Cotabato governor calls on Congress to amend rice importation law

COTABATO CITY, Maguindanao, Philippines — Cotabato Gov. Nancy Catamco has called on Congress to review and amend the rice tariffication law, or Republic Act No. 11203, blaming it for the steep drop in palay prices in her province, one of the leading rice producers in Mindanao.

Catamco, a former member of the House of Representatives, said local rice farmers had been complaining of the “very, very low farm-gate prices [of palay, or unmilled rice]” and they desperately needed support from national legislators “to correct a flawed legislation, which allows the unhampered entry of imported rice” into the country.

The rice tariffication law was implemented beginning March last year, doing away with quantitative limits to imports of the staple crop while setting higher tariffs, the proceeds of which go into the rice competitiveness enhancement fund to support the local rice industry.

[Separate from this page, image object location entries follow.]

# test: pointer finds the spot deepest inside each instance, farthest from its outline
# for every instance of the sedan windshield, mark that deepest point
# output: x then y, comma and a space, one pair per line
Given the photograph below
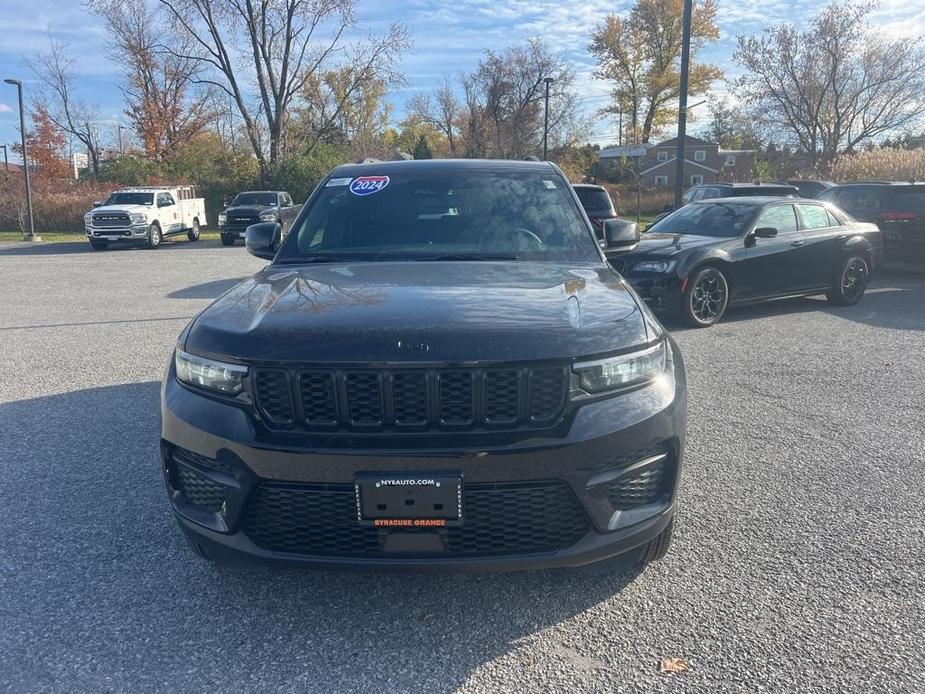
130, 199
462, 216
263, 199
594, 200
708, 219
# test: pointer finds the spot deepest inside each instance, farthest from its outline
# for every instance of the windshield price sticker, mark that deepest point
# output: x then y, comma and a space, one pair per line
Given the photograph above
367, 185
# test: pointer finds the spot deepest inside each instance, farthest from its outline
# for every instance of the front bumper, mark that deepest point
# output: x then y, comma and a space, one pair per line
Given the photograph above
237, 232
249, 479
136, 232
661, 293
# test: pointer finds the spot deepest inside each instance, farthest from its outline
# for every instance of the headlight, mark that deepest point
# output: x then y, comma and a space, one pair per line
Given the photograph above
623, 370
209, 374
659, 266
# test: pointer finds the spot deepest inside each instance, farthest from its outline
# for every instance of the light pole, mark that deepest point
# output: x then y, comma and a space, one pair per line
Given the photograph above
25, 159
682, 103
548, 81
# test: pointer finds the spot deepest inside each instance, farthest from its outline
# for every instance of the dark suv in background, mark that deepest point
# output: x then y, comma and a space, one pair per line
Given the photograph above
897, 208
597, 205
810, 188
253, 207
437, 371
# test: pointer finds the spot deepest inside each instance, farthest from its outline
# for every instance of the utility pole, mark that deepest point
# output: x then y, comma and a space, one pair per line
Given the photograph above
548, 81
25, 158
682, 103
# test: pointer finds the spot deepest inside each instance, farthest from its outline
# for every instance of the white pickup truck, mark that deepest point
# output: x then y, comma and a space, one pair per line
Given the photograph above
145, 216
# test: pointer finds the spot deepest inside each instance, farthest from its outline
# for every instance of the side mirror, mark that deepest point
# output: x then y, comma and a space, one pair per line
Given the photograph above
620, 235
262, 240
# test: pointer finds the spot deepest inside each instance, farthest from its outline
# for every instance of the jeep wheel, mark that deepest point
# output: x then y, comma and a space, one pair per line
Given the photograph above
154, 236
193, 234
658, 548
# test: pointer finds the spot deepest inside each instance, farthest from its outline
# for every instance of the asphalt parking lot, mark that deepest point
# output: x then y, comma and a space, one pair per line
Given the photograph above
797, 565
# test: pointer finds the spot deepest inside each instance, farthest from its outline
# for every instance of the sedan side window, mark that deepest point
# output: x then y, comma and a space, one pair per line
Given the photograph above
781, 217
814, 216
867, 201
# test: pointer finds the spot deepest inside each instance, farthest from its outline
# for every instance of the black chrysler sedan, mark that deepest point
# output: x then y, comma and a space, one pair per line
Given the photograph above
438, 370
710, 255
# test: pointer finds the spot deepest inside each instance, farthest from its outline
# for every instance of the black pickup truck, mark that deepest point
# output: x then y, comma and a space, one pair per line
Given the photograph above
253, 207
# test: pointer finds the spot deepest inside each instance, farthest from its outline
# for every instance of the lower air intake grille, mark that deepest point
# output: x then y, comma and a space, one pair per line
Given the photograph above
510, 518
643, 487
198, 489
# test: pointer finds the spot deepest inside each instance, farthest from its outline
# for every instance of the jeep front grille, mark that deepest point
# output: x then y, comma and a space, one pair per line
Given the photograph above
494, 398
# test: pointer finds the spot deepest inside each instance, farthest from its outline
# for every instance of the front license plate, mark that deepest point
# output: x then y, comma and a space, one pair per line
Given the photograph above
422, 500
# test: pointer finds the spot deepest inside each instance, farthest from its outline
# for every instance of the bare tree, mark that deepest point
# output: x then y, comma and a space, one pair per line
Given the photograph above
275, 46
341, 107
54, 70
443, 110
163, 103
639, 56
833, 86
505, 95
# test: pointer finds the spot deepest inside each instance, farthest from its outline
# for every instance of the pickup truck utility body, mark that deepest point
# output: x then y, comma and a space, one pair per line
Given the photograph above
145, 215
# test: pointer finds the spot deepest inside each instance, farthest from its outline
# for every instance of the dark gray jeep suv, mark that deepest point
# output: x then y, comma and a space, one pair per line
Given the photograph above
438, 370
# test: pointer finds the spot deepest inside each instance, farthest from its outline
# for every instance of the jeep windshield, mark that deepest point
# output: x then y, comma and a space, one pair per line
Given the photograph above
725, 219
263, 199
130, 199
456, 216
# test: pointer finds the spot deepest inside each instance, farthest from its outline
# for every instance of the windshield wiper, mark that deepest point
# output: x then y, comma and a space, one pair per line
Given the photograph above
315, 259
467, 256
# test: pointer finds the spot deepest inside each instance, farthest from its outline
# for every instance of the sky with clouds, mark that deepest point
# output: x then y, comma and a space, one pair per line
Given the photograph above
449, 36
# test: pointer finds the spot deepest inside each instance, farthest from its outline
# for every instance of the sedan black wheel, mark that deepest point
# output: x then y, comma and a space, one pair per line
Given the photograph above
193, 234
706, 298
851, 282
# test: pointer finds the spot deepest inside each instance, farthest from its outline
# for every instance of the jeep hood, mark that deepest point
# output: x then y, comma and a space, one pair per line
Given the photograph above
422, 312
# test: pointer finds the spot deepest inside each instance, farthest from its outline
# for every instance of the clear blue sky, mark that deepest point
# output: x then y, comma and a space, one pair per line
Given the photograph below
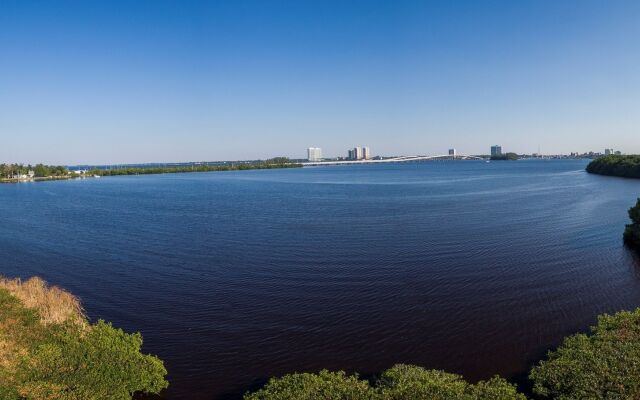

But instead of helping the local rice industry, farmers “are suffering from the adverse effects of unlimited importation of rice,” said Catamco, who faced farmer leaders in a dialogue on Friday after a peaceful protest rally in Mlang town.

She said that in abiding by the country’s commitments to the World Trade Organization, the government “must not jeopardize the welfare of the millions of Filipino rice farmers who depend on the industry.”

Difficult life

Farmer Gualberto Sison lamented how life has become so difficult for his family when imported rice displaced them from the market.

“The prices of face masks is higher compared to the price of palay,” said Sison, who works in a 2-hectare rice farm. Private traders buy palay at P9.50 to P11 per kilo, and a face mask sells for P20 apiece.

While the National Food Authority (NFA) buys palay at P17 to P19 per kilo, another farmer, Solima Lim, said many of them could not avail themselves of government procurement and were forced to sell to traders who gave them loans for farm inputs.

Buying stations

Mindanao has about 1.2 million hectares of rice farms, generating more than 350,000 jobs with annual wages valued at P42 billion.

In Albay, another rice-producing province, palay buying stations have been set up in two towns where farmers can sell their produce for P19 per kilo.

Rep. Fernando Cabredo said he was assured by the NFA in Albay that it had the funds to buy palay at P19 per kilo at its stations in Libon town and Ligao City.

“The absence of rice buying stations [in other areas] compels farmers to sell their palay to rice traders who in turn take advantage of the situation by manipulating and dictating the buying price of palay,” he said.

Farmers have wanted to sell their produce directly to the NFA but they are discouraged because the agency requires palay to be clean and dry, and doing so would mean additional cost for them.

Cabredo, quoting a report from the NFA, said the agency could still accept palay that were still wet and unclean because of the absence of warehouses and drying facilities in Bicol.

He said he had also asked the Department of Agriculture to provide more postharvest facilities like rice processing centers, dryers and multipurpose drying pavement to rice farmers, more farm-to-market roads and transportation assistance.